You know what that's like, to give up your life? And now that I've turned myself around, now that I've made it on my own, you're going to hang all that around my neck and choke me to death, all over again?"
He pronounced those last three words by punching out every syllable.
"I deserve better," he said. "You know that."
He paused, stared down at his glass, at the ice melting into the whisky, and added, far more softly, "This wasn't part of any deal."
I probably should have felt pity. But all I really felt was relief.
Sitting in the Oval Office on deadline on the night before the election with the president of the United States, I had him cold. I had my story. I even had my quotes, which I repeated in my mind several times to help commit them to memory.
"Sir, you may be right. It wasn't part of the deal you had with the government. But you had a deal with the American people, and that deal was to tell the truth, to let them know who you are, to be judged on the whole rather than just the past few years."
His voice grew louder. "I did tell them who I am, dammit. I am Clayton Hutchins. I made my money on my own, with no help from anyone.
For chrissakes, I gave up a lucrative life to be Clayton Hutchins. I succeeded. And now you're about to burn me with my own success?

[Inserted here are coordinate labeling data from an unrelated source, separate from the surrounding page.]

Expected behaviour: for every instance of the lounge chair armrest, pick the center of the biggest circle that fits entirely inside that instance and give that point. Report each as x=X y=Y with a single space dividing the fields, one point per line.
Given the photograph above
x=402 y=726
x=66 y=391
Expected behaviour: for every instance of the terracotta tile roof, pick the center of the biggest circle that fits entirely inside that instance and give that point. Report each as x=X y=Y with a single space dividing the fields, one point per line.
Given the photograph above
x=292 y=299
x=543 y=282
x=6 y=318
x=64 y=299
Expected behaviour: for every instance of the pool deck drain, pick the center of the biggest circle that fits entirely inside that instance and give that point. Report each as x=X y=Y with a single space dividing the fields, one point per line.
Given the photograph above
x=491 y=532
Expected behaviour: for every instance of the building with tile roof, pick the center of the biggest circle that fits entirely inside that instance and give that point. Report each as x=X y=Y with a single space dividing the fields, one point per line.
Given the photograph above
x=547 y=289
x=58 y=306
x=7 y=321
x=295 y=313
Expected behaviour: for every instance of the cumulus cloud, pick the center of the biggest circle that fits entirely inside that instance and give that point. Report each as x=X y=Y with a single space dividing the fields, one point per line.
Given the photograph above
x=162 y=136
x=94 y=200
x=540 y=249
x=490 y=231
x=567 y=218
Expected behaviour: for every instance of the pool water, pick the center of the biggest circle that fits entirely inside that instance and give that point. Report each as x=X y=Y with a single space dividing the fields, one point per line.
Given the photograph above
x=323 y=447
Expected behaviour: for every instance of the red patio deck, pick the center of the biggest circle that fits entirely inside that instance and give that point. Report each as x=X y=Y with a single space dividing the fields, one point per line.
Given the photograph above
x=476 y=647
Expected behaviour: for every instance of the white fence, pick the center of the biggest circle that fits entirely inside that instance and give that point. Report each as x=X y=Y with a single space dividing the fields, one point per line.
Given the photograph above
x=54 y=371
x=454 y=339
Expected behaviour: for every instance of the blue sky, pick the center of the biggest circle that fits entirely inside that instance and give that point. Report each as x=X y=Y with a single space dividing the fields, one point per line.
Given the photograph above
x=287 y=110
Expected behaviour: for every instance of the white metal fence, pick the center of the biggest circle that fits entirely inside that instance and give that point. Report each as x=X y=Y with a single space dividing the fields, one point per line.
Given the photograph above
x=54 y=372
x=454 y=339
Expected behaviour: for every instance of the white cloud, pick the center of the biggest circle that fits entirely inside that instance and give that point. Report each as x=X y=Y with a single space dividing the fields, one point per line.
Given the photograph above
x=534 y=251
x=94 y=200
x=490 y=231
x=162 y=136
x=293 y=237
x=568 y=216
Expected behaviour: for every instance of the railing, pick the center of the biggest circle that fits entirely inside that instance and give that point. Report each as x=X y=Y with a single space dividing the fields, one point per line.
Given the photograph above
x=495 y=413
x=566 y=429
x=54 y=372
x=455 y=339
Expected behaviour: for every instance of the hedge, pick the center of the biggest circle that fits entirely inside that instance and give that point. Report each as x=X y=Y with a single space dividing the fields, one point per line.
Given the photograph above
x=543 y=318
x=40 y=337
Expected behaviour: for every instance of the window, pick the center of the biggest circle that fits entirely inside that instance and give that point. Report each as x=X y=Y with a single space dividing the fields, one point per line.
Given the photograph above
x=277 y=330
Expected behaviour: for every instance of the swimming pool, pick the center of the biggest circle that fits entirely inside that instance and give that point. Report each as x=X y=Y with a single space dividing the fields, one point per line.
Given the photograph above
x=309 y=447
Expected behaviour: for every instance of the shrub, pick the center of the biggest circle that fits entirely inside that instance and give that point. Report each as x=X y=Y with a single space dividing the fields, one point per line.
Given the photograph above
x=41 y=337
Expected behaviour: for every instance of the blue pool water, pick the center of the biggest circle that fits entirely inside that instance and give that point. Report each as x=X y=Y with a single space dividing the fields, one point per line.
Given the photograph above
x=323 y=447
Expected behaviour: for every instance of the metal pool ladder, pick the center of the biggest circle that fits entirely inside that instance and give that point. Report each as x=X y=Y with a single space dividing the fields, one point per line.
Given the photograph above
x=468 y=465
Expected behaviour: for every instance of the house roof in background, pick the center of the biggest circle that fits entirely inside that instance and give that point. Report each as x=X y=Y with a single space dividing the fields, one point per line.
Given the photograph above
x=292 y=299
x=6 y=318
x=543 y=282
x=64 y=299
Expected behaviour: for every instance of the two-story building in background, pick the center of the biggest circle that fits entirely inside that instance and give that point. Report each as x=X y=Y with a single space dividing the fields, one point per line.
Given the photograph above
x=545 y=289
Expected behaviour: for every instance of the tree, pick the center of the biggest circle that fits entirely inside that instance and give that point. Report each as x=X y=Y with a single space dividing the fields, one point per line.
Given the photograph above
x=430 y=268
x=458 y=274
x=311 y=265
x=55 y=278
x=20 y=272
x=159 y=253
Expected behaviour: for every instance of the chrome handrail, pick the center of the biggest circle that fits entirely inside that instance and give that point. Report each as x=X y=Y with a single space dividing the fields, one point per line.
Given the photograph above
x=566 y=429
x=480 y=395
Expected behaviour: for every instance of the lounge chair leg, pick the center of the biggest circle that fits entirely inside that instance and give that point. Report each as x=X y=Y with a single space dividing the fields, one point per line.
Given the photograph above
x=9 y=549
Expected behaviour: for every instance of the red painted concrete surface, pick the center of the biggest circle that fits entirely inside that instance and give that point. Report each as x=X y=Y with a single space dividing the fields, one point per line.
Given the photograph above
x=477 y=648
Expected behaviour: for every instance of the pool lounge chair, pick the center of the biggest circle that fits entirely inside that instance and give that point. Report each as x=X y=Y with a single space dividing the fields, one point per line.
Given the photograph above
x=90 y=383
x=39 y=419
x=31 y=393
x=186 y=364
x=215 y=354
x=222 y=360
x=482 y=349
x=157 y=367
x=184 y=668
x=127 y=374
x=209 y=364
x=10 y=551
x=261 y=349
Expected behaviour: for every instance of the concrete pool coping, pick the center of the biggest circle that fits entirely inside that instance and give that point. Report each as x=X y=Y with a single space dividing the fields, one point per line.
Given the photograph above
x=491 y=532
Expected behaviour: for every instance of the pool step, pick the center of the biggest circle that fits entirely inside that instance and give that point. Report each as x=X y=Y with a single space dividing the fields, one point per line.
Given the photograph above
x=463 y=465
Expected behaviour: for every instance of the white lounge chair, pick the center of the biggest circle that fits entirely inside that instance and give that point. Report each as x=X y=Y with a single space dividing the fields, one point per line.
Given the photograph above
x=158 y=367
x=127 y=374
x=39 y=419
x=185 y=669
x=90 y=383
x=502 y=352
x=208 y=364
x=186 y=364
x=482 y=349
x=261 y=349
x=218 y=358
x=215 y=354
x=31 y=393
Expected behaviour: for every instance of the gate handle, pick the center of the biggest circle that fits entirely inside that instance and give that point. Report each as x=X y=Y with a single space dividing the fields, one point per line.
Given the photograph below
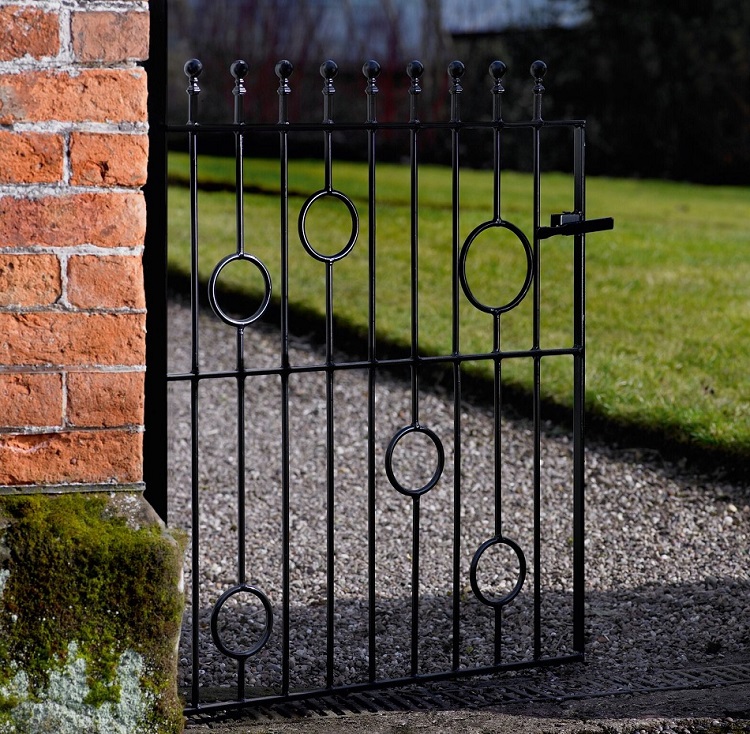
x=569 y=223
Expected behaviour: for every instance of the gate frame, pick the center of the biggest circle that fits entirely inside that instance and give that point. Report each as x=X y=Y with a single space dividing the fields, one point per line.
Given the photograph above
x=569 y=224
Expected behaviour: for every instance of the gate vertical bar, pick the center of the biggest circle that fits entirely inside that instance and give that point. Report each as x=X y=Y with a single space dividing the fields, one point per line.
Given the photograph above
x=155 y=267
x=579 y=391
x=416 y=69
x=537 y=71
x=193 y=69
x=371 y=70
x=328 y=71
x=283 y=71
x=497 y=70
x=456 y=70
x=239 y=70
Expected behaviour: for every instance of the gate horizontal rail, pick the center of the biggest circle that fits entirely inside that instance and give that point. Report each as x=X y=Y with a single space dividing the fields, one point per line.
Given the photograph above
x=268 y=601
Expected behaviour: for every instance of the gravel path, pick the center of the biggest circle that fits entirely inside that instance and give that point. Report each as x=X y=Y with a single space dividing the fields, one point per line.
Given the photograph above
x=668 y=565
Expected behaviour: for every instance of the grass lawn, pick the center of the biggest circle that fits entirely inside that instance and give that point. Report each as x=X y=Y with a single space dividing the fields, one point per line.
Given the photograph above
x=668 y=291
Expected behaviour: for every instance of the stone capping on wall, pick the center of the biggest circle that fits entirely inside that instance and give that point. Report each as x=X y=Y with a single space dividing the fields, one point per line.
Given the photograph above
x=73 y=157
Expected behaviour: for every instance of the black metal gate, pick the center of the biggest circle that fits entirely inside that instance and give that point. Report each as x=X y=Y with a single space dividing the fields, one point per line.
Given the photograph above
x=487 y=572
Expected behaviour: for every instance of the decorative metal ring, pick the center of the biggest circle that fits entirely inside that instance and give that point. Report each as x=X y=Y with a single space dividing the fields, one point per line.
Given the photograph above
x=303 y=220
x=497 y=540
x=414 y=491
x=241 y=654
x=226 y=318
x=498 y=223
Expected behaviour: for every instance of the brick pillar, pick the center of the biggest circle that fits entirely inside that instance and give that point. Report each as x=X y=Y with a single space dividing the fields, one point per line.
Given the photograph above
x=73 y=155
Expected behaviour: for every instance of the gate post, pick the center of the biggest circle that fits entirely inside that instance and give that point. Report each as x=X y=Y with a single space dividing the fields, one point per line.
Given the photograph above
x=90 y=605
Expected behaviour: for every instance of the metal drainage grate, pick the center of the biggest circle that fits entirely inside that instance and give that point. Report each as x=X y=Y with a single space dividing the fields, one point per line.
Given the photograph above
x=476 y=694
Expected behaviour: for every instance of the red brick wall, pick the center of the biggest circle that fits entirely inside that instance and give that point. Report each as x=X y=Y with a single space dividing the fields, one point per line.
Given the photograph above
x=73 y=154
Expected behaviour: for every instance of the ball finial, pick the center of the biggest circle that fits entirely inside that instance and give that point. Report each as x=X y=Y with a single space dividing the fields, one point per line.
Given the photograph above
x=497 y=70
x=371 y=69
x=538 y=69
x=239 y=69
x=456 y=69
x=415 y=69
x=284 y=69
x=329 y=69
x=193 y=67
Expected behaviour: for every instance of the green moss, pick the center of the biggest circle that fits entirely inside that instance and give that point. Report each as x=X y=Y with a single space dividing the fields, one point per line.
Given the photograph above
x=79 y=570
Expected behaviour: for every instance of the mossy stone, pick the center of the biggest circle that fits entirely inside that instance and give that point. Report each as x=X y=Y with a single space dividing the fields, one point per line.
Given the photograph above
x=90 y=611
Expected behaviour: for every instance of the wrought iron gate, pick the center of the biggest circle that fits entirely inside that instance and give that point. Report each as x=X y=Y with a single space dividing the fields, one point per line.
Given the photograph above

Where's the fairness in that? Where's the fucking fairness in that?"
He pounded his fist on the desk as he asked these last questions. I remained silent, taking in this remarkable situation. Hutchins started up again, seething. "You think I've been a bad president? You think all those people who are planning to vote for me tomorrow believe I'd make a bad president for the next four years? You think my policies aren
't carefully thought out? You think I've been corrupt? No, goddammit. No."
He took a long, final sip and slid the glass aimlessly across his desk as he reclined in his chair. "Raj!" he yelled. The steward appeared silently in the doorway. "Another Johnnie, please."
"Sir," I said. "The voters have a right to know who they voted for.
They have a right to know your background, your experiences, the truths in your life, and the lies. All of that shapes who you are, and dictates how you'll act in the future as the country's leader, in times of good fortune and in times of crisis. The voters have the right to the truth."
He shook his head dismissively. "But I struck the deal with the government. I honored my part, they honored theirs."
"Sir, with all due respect, the people are the government. Yes, it's a clich'e, but it also happens to be the truth. And the people have a right to know."
And I believed this. Light, sunshine, is an amazing thing. It keeps a democracy vibrant by keeping the people informed. Informed people are usually wise people, or at least practical. Was there self-interest in this story? Of course. I'm in this business to break news, to tell people that which they don't already know, to place important facts in the rich dialogue of our nation. This wasn't about his sex life or some ancient two-bit misdemeanor. This struck at the very foundation of who our president is, and in this case, was.
He stood up and stared down at me from across the desk, then walked toward the French doors, slowly. He stopped and looked out into the Rose Garden, black but for a few spotlights shining on some chrysanthemums standing sentry against the autumn breezes. Then he walked slowly over to the fireplace and stood there for a moment, gazing at the unfinished portrait of George Washington hanging over the mantel. I sat in silence, following his movements, thinking of the office. I remembered hearing how Ronald Reagan, on his last morning as president, walked slowly from the residence to the West Wing and found it completely darkened and empty. Everyone had cleaned out their offices the night before. He wandered aimlessly around the Oval Office, absently letting his hand drift across the furniture, the walls, all that history, some of it made by him. Then he saluted and walked out the door, alone.